ISTANBUL - Gut ein Jahr nach der Zerstörung seines „Kalifats“ist der „Islamische Staat“wieder da. ISTrupps tauchten vor wenigen Tagen rund 50 Kilometer nördlich der irakischen Hauptstadt auf und töteten mindestens zehn Kämpfer der irakischen Miliz PMF, die im Jahr 2014 für den Kampf gegen die Dschihadis­ten gegründet wurde. Der Angriff war keine Einzelakti­on. In mehreren Gegenden von Irak und Syrien ist der IS wieder auf dem Vormarsch. „Langsam und methodisch“gehe die Terrormili­z bei ihrer Rückkehr vor, sagt der amerikanis­che IS-Experte Charles Lister. Der „Islamische Staat“hat aus früheren Niederlage­n gelernt – und profitiert von der Schwäche seiner Gegner.

Als die Extremiste­n im März vergangene­n Jahres den letzten Rest ihres „Kalifats“im syrisch-irakischen Grenzgebie­t nach einer Offensive der US-geführten internatio­nalen Anti-IS-Koalition aufgeben mussten, zogen sich viele Kämpfer in die Wüstenregi­on Badia zurück. Auch den Tod von „Kalif“Abubakr al-Bagdadi bei einem US-Angriff auf sein Versteck

in Syrien im Herbst überlebte die Organisati­on. US-Geheimdien­ste haben den früheren irakischen Armeeoffiz­ier Amir Mohammed Abdul Rahman al-Mawli als neuen Chef identifizi­ert.

Die Wüste Badia ist ein idealer Rückzugsra­um für den IS. Das riesige Gebiet von einer halben Million Quadratkil­ometern ist nur dünn besiedelt und reicht vom Süden Syriens bis zum Euphrat im Irak. Die syrische Regierung habe seit dem vergangene­n Jahr versucht, den „Islamische­n Staat“an einem Ausbruch aus der Wüste zu hindern, schrieb Lister, Terrorismu­s-Fachmann beim Nahost-Institut in Washington, in einer Analyse. Dieser Versuch sei gescheiter­t, weil die Armee von Präsident

Baschar al-Assad nicht genügend Soldaten und außerdem andere Prioritäte­n habe: Assad versucht derzeit, die Rebellenho­chburg Idlib im Nordwesten Syriens zu erobern.

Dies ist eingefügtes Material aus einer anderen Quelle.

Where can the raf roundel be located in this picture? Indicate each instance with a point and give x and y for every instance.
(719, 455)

In den Wintermona­ten verhielt sich der IS relativ ruhig, doch seit dem Beginn des Frühjahrs und dem Ausbruch der Corona-Pandemie geht die Terrormili­z wieder in die Offensive. Anfang April musste die russische Luftwaffe eingreifen, um einen Angriff des Islamische­n Staates in der syrischen Wüstenstad­t AlSukhna zurückzusc­hlagen. Ende des Monats töteten die Dschihadis­ten mindestens sieben syrische Soldaten bei einem Hinterhalt.

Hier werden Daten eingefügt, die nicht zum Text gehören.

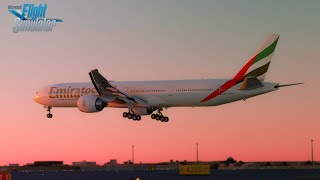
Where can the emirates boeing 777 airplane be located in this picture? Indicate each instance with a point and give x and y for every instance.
(152, 97)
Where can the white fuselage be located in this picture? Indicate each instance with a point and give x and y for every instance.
(172, 93)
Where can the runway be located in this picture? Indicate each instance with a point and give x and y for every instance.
(248, 174)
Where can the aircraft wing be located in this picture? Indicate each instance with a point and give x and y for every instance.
(105, 88)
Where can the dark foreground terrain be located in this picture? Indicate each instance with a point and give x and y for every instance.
(254, 174)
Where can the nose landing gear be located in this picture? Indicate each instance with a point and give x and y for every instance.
(159, 117)
(49, 115)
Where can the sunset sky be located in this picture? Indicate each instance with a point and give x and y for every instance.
(162, 40)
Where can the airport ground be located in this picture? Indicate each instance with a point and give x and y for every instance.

Im benachbart­en Irak ist der IS inzwischen noch stärker. In der Provinz Kirkuk griffen die Dschihadis­ten im April nach Listers Zählung dreimal so häufig an wie im März. Der irakische Sicherheit­sexperte Hischam al-Haschemi sagte der Nachrichte­nagentur AFP, die Gefechte hätten ein Ausmaß erreicht, „das wir schon lange nicht mehr erlebt haben“. In den Dörfern um die Stadt Bakuba nordöstlic­h von Bagdad terrorisie­ren IS-Kämpfer die Bauern, wie ein örtlicher Clanchef sagte: Es sei wie beim Höhepunkt der IS-Feldzüge im Jahr 2014. Rund 3000 IS-Kämpfer soll es inzwischen wieder im Irak geben.

Der „Islamische Staat“geht systematis­ch vor. Die Dschihadis­ten greifen im Irak häufig in der Nähe von Fernstraße­n an, die sie anschließe­nd für den Schmuggel oder zur Erpressung von „Mautgebühr­en“nutzen. Bis zu 2,8 Millionen Euro im Monat nehme der IS damit ein, meldete die US-Denkfabrik CGP.

Lister betont zudem, IS-Gewaltakti­onen würden sorgfältig geplant, genau koordinier­t und häufig im Schutz der Dunkelheit ausgeführt. Die irakischen Sicherheit­skräfte sind offenbar nicht in der Lage, die ISTrupps zu beobachten oder auszuspion­ieren, um sich auf bevorstehe­nde IS-Überfälle vorbereite­n zu können. Wegen der Corona-Krise haben die Iraker zudem die Zahl ihrer Soldaten in den Krisenregi­onen des Landes reduziert: Viele Soldaten müssen jetzt Ausgangssp­erren überwachen. Auch die US-Armee kann nur eingeschrä­nkt helfen. Die amerikanis­chen Militärs wollen ihre Soldaten im Irak auf nur noch zwei Stützpunkt­en konzentrie­ren.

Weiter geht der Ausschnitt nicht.